Actively communicating and understanding each other's tasks, time requirements, and goals can help solve these issues.

Marc Milberg
Launching soon!

@kay_arkain Do you notice that within smaller startups or more mature orgs?

Luke

@marcmilberg Great question! Since you’re building a tool to help with these challenges, what have you noticed as the biggest pain points in getting tech documentation approved or aligning teams? Are there common roadblocks or gaps you’ve seen that make the process harder for PMs and engineers?


Marc Milberg
Launching soon!
@luke_arwayda great question! The top three issues that come to mind are: - Approvals themselves are very ambiguous. Bigger tech orgs need cross functional stakeholders to review the docs and either give feedback or suggest changes, or approve the doc. They may review, but as a doc owner you’re not actually sure if they approve. So you end up waiting around pinging people one by one. This is really inefficient - You’re not actually sure if the doc is complete enough.
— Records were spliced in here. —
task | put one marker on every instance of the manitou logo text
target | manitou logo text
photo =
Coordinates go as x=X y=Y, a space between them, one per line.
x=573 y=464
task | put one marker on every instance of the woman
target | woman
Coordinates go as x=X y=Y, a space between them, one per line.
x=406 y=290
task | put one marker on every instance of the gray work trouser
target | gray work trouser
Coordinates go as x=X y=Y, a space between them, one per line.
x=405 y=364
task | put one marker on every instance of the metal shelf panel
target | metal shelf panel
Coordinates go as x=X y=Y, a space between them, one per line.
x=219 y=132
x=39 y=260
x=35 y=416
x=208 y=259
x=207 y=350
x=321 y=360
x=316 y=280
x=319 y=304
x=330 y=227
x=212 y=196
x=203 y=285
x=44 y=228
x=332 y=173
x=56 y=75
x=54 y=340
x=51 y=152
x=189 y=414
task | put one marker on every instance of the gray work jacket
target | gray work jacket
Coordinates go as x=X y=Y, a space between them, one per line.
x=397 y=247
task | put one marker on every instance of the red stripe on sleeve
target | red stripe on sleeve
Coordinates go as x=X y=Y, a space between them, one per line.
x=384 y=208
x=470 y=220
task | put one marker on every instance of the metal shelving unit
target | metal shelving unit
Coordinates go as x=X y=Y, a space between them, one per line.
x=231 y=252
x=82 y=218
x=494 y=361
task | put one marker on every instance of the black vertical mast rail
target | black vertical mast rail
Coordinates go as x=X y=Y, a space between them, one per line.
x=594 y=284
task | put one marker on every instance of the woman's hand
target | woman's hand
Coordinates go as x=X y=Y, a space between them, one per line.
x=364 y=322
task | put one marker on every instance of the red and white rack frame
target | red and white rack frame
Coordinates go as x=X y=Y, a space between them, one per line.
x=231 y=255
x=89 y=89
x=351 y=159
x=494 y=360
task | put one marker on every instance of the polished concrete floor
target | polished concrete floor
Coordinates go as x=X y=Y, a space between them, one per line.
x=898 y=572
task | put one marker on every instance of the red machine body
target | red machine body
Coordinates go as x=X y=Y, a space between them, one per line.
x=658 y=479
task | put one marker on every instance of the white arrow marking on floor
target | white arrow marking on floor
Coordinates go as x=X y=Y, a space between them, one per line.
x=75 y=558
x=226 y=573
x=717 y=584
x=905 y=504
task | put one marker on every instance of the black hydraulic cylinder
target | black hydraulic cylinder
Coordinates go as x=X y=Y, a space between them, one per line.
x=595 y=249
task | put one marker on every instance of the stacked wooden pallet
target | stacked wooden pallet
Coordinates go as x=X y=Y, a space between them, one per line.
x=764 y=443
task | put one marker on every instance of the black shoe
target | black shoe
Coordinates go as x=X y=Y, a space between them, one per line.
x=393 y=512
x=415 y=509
There are no indicators if your doc has the breadth it needs to move into approval process or even execution. Whether it’s 5 pages or 40+ pages, this can also be ambiguous. Do you have enough data? Are the problems clear? Does it have all the requirements? - Collaboration on docs can be messy and unorganized. There aren’t great filters and indicators with existing comments functionality. We think there are better ways to organize comments so they are more useful with different ranking, better categorization, and AI M
Alan Rivera

honestly I don't think there's a universal answer and it depends from team to team, I've seen a lot of eng really hating on daily scrums/standups but honestly I think that's what keeps me on track however just going "I'm still working on x" shouldn't be enough and it should be more like "I was working on x, implementing y feature and ran into z problem. Will look into a solution into z problem and hopefully will get x done by ___" but that's just me! Definitely play around with different approaches and see what works best for your team!

Marc Milberg
Launching soon!

@alan_rivera Yea it's definitely fluid in terms of how to approach Product and Eng team alignment. Separate from daily scrums/standups, do you use documentation as part of your process? How does that play a role?

Ajay Sahoo

The way of conveying idea with feasible & structured manner display all the necessary actions that should be taken positively by the Engineering team to make it happen. At times SOPs created` in order to complete CTAs to help both teams to work collaborative efforts for conclusive actions and results to be as per planned.

Marc Milberg
Launching soon!
@ajay27324 where do you display this? In a doc? Project management software? What have you found to be most useful?
William Smith

One big challenge is keeping documentation up to date—things move fast, and outdated info causes misalignment. Clear, structured communication Best Pinch Clips and a single source of truth (like Notion or Confluence) help a lot.